Sensor layer
What the array does
Contact force changes resistance across a piezoresistive composite.
Each taxel in the array is a pressure-sensitive resistor. When force is applied, the material's electrical resistance changes. By measuring resistance at each point in a grid, the array reconstructs a spatial force map across the contact surface.
Spatial resolution depends on two parameters: electrode pitch (the spacing between measurement points) and taxel count (the number of discrete sensing elements). Higher taxel counts capture finer spatial features. Smaller pitch captures more detail per unit area.
The array responds to both normal force (pressure into the surface) and shear force (lateral force across the surface). This distinction matters for slip detection: the distribution of shear across the contact patch encodes information about impending slip before grasp failure occurs.
Readout approach
Embedded circuitry samples resistance changes and delivers a digitized stream.
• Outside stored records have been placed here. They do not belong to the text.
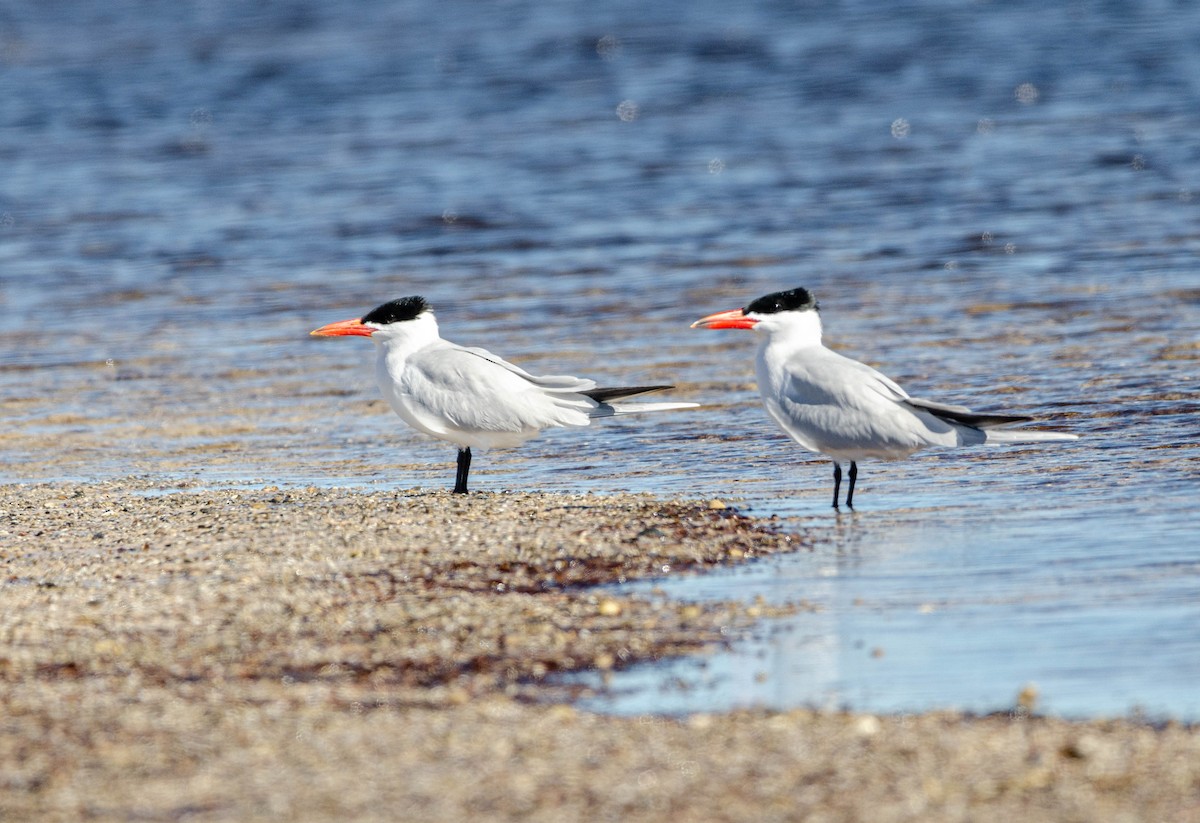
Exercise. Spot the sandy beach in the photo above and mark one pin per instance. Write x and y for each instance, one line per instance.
(311, 654)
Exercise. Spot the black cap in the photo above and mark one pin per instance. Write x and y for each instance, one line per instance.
(396, 311)
(797, 300)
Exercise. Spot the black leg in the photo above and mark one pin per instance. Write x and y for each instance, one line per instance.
(460, 481)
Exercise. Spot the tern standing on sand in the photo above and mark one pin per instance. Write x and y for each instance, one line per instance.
(469, 396)
(845, 409)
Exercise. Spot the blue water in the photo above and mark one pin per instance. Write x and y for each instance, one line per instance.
(996, 203)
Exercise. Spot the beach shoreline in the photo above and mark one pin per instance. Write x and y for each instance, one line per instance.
(333, 654)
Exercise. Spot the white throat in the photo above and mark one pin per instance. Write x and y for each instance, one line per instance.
(790, 330)
(400, 340)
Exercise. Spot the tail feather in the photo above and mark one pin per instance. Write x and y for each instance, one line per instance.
(606, 409)
(960, 414)
(604, 395)
(610, 410)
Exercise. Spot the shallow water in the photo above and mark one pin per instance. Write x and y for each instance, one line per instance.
(996, 203)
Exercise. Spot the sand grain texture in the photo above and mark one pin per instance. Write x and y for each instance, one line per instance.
(319, 655)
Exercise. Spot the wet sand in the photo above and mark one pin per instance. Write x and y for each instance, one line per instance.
(315, 654)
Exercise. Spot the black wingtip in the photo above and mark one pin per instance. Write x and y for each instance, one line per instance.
(605, 395)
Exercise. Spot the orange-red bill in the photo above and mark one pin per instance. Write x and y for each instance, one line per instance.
(343, 329)
(735, 318)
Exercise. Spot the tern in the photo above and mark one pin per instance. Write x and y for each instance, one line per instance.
(845, 409)
(468, 396)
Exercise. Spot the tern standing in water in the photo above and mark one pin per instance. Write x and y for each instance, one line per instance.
(843, 408)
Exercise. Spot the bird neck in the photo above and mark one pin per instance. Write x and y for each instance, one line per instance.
(792, 330)
(411, 336)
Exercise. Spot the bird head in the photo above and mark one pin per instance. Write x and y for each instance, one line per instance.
(395, 318)
(767, 313)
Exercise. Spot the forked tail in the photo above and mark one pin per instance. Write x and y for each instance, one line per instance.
(607, 409)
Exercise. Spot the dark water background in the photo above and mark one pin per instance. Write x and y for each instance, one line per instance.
(997, 203)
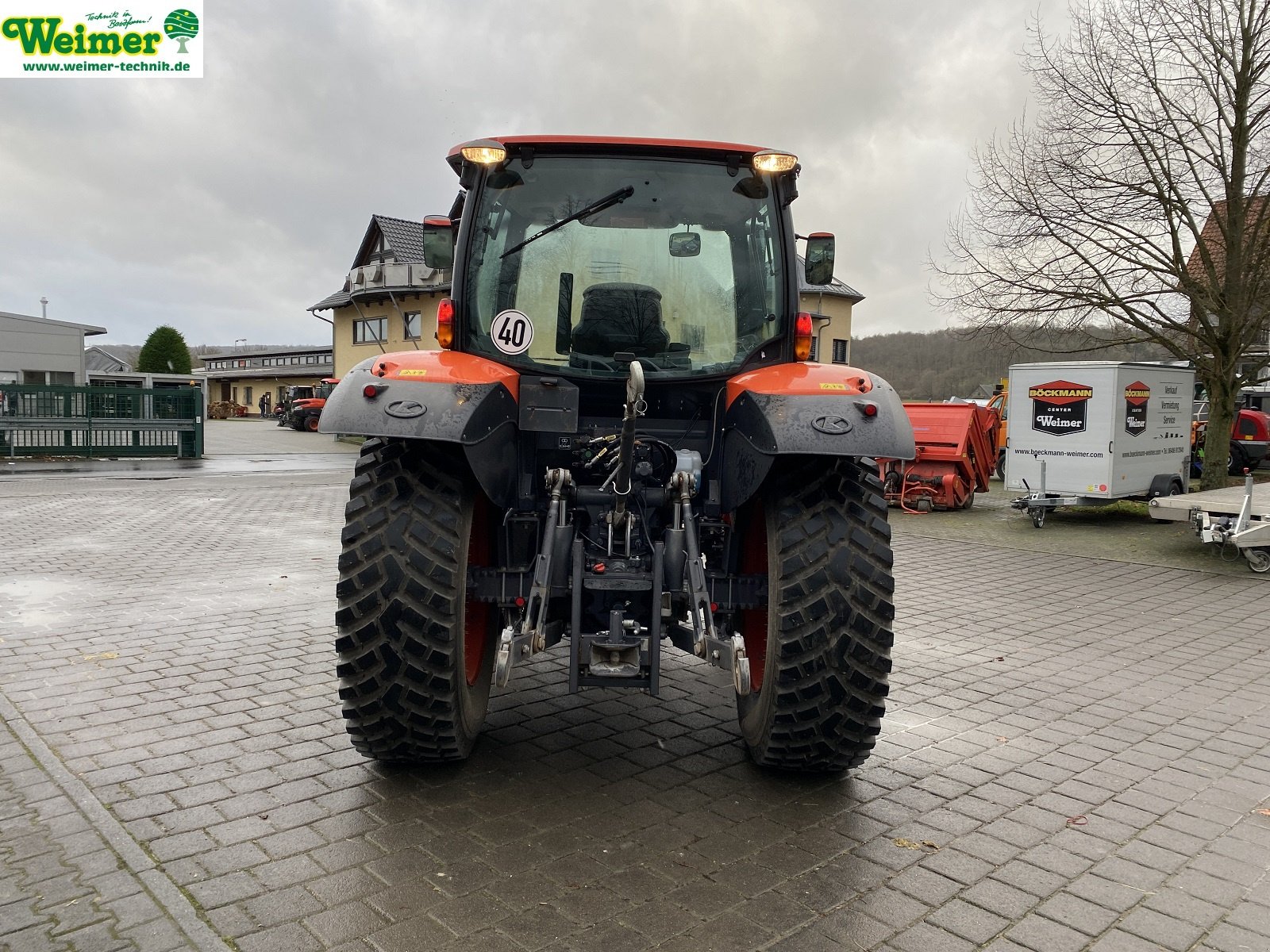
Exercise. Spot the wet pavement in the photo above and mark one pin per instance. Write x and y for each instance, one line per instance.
(1076, 754)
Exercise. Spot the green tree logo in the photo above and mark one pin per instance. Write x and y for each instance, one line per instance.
(181, 25)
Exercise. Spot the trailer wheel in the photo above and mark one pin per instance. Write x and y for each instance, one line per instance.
(1238, 461)
(416, 655)
(1175, 489)
(819, 651)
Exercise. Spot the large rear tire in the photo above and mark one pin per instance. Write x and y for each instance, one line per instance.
(819, 651)
(416, 655)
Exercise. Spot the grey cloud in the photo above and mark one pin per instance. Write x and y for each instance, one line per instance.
(226, 206)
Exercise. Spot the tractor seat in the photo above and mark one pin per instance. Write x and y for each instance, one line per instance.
(622, 317)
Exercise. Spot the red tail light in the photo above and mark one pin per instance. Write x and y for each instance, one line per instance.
(803, 336)
(446, 324)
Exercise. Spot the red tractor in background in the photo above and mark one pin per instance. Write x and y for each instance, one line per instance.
(304, 413)
(620, 443)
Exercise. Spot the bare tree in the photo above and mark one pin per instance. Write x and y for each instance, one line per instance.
(1151, 121)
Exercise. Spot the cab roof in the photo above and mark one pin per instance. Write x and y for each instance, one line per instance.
(602, 144)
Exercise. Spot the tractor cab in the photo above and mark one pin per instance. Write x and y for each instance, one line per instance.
(578, 258)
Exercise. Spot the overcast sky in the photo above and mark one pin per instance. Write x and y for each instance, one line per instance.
(226, 206)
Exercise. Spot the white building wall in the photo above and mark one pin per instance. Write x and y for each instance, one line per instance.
(37, 344)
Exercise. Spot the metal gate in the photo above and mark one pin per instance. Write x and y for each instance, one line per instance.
(110, 422)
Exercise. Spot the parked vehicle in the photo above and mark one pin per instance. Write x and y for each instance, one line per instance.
(1250, 437)
(956, 451)
(1092, 432)
(620, 442)
(300, 391)
(304, 413)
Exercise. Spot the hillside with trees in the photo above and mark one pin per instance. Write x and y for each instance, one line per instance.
(944, 363)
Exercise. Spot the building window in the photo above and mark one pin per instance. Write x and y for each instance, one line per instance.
(371, 330)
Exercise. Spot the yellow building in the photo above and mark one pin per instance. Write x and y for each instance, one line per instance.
(244, 376)
(829, 308)
(389, 301)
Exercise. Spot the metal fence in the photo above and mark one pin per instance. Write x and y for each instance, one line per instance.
(110, 422)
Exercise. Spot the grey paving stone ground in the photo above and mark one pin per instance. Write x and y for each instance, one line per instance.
(1076, 758)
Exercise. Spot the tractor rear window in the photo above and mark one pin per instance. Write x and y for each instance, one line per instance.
(673, 263)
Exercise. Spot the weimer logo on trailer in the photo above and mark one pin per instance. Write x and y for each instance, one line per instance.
(1136, 397)
(1060, 405)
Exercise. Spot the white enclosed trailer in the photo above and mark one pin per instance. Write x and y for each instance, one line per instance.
(1092, 432)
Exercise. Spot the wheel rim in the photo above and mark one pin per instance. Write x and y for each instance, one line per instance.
(753, 621)
(476, 613)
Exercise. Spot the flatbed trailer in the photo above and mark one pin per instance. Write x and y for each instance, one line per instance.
(1236, 516)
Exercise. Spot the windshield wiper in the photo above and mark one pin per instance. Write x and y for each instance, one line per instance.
(597, 206)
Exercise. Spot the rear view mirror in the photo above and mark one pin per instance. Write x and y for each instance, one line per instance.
(819, 258)
(685, 244)
(438, 241)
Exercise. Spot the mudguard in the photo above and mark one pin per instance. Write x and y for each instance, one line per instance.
(806, 409)
(441, 397)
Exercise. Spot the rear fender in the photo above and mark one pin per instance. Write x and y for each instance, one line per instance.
(806, 409)
(440, 397)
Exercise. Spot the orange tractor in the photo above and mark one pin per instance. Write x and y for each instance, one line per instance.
(304, 413)
(620, 448)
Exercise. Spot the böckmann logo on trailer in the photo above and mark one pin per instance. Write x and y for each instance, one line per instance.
(1136, 397)
(129, 41)
(1058, 406)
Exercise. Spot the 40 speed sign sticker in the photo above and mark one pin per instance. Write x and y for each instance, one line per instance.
(512, 332)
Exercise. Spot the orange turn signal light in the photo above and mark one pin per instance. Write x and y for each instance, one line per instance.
(803, 336)
(446, 324)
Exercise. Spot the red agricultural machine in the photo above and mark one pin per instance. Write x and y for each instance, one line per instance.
(956, 452)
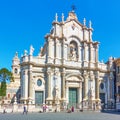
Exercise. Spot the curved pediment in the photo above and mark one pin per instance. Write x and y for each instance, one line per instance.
(74, 77)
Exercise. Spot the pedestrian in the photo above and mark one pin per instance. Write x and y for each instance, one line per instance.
(72, 109)
(24, 109)
(4, 110)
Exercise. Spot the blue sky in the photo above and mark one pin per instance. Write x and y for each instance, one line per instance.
(26, 22)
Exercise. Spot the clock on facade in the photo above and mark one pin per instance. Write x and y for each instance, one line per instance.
(39, 82)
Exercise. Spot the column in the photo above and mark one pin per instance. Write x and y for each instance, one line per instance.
(30, 87)
(63, 85)
(96, 54)
(67, 92)
(84, 51)
(25, 86)
(85, 86)
(80, 94)
(97, 88)
(63, 51)
(91, 52)
(79, 53)
(49, 84)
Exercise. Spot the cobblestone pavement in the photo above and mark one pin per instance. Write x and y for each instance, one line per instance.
(61, 116)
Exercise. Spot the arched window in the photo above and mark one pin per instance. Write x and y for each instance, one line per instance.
(16, 71)
(102, 86)
(73, 51)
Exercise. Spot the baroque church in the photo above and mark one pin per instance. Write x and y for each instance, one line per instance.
(67, 72)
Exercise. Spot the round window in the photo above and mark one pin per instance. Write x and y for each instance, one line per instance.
(39, 82)
(102, 86)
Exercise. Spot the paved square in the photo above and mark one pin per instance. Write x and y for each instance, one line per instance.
(61, 116)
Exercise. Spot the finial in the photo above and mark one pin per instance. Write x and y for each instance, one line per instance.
(31, 50)
(56, 17)
(90, 24)
(62, 17)
(84, 22)
(73, 8)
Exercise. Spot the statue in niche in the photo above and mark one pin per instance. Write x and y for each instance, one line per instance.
(91, 92)
(73, 54)
(57, 94)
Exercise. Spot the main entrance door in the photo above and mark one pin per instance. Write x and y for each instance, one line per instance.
(38, 97)
(72, 97)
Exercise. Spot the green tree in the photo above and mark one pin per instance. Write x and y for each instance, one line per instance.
(5, 75)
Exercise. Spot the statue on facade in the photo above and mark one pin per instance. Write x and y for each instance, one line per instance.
(31, 50)
(57, 94)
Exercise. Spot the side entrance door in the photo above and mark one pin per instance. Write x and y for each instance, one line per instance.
(38, 97)
(73, 97)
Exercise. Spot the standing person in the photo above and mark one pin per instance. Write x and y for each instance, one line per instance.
(72, 109)
(4, 110)
(24, 109)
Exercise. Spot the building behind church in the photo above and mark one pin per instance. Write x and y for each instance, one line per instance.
(67, 72)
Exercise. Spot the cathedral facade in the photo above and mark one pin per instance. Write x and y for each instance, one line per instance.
(67, 72)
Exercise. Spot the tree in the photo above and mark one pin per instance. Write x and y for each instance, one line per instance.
(5, 75)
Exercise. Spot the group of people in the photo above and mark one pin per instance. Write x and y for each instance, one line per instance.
(71, 109)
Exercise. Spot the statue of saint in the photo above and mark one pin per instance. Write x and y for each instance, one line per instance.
(31, 50)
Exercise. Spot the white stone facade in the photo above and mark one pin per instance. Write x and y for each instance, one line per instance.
(67, 71)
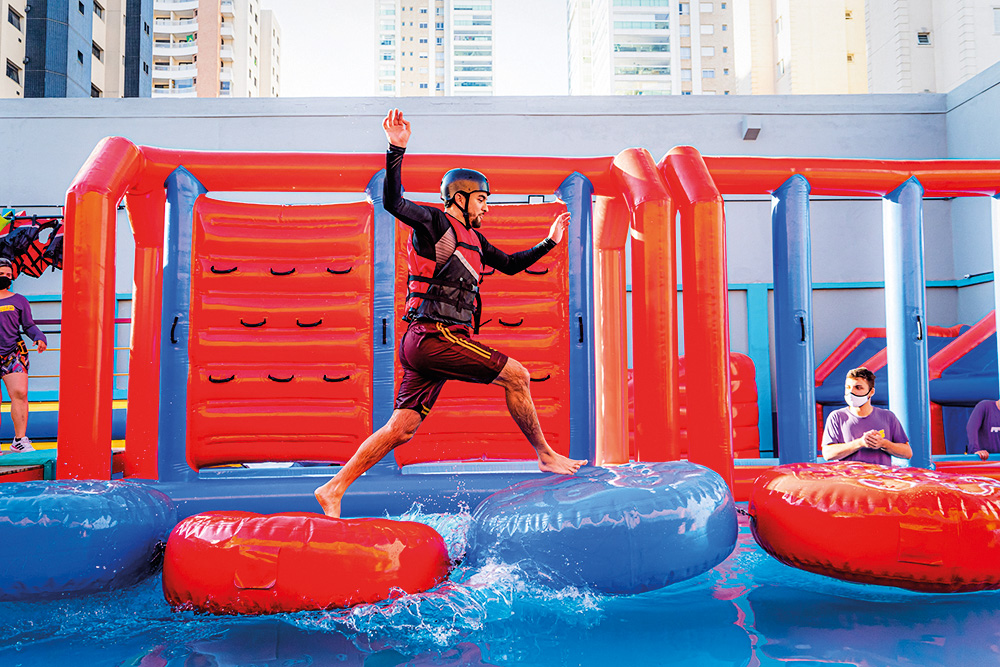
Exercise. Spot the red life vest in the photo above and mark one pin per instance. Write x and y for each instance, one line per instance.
(448, 294)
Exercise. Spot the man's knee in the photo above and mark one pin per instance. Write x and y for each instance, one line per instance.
(515, 374)
(403, 426)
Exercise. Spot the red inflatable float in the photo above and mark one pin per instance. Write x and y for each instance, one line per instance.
(245, 563)
(910, 528)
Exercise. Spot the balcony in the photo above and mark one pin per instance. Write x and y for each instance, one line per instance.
(185, 26)
(176, 49)
(174, 71)
(175, 5)
(175, 92)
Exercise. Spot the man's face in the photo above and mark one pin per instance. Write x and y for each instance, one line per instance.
(477, 209)
(857, 386)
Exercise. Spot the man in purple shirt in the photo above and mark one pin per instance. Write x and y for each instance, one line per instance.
(983, 429)
(862, 432)
(15, 316)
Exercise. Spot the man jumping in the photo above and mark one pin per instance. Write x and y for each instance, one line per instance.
(446, 258)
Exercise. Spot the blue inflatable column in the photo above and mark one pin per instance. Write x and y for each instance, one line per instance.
(383, 316)
(793, 332)
(577, 193)
(183, 189)
(905, 316)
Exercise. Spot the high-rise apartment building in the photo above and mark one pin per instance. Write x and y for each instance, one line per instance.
(801, 47)
(434, 47)
(650, 47)
(82, 48)
(215, 48)
(13, 29)
(917, 46)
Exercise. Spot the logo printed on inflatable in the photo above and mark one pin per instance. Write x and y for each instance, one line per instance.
(246, 563)
(627, 529)
(904, 527)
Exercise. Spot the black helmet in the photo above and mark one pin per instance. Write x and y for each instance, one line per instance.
(466, 181)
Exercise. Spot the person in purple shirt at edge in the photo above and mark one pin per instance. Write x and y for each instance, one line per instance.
(15, 316)
(862, 432)
(983, 429)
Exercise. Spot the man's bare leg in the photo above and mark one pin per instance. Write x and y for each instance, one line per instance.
(400, 428)
(17, 389)
(514, 378)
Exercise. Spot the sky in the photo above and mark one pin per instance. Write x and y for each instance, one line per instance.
(328, 47)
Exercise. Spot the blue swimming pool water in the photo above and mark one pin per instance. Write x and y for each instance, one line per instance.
(750, 610)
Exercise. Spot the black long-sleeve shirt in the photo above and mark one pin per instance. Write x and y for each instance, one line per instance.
(433, 236)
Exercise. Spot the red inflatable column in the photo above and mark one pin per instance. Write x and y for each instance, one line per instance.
(706, 312)
(146, 215)
(87, 356)
(654, 306)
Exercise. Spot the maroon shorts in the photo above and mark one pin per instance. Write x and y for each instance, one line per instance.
(432, 353)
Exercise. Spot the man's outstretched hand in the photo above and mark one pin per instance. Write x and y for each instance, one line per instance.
(397, 129)
(559, 227)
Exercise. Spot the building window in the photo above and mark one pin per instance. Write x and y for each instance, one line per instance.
(14, 18)
(13, 72)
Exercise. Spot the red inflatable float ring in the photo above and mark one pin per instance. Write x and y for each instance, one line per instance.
(904, 527)
(246, 563)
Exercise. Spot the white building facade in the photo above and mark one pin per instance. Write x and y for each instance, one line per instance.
(215, 48)
(434, 47)
(649, 47)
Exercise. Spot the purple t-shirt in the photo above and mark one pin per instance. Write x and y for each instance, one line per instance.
(843, 426)
(15, 316)
(983, 428)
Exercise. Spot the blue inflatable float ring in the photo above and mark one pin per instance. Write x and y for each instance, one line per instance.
(64, 537)
(627, 529)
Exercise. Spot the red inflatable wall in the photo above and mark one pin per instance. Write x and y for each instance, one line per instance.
(281, 332)
(527, 317)
(746, 433)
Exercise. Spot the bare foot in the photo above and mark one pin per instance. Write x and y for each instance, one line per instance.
(551, 461)
(328, 500)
The readout circuit sits close to the sensor array. Resistance measurements are multiplexed, digitized, and streamed to the data pipeline at frequencies useful for real-time control. The sampling rate is chosen to capture force transients relevant to manipulation tasks: slip onset, contact events, force profile changes during in-hand motion.
Latency from contact event to digitized output is a key parameter for closed-loop control. The target is a signal path fast enough that the control loop can react to contact events within the timeframe of the manipulation task.
Design constraints
The sensor must conform to gripper geometry and maintain signal integrity under dynamic loading.
- Flexibility. The array conforms to curved gripper surfaces. Rigid sensing elements would create contact patches disconnected from the gripper's actual grip geometry.
- Conformability. The material must maintain consistent electrical response while deforming to match surface geometry. This is a materials engineering constraint, not just a mechanical one.
- Signal integrity under dynamic loading. Manipulation tasks involve changing contact conditions: grip force adjustments, in-hand repositioning, contact with surfaces at varying angles. The sensor response must remain interpretable across these conditions.
Sensor parameters are being characterized and will be published as validation work completes. Technical specifications are available on request for qualified integration partners.
Current state
Characterization phase
Active work on material response under load cycles and electrode design. Sensor array parameters are being measured and validated before integration targets are set.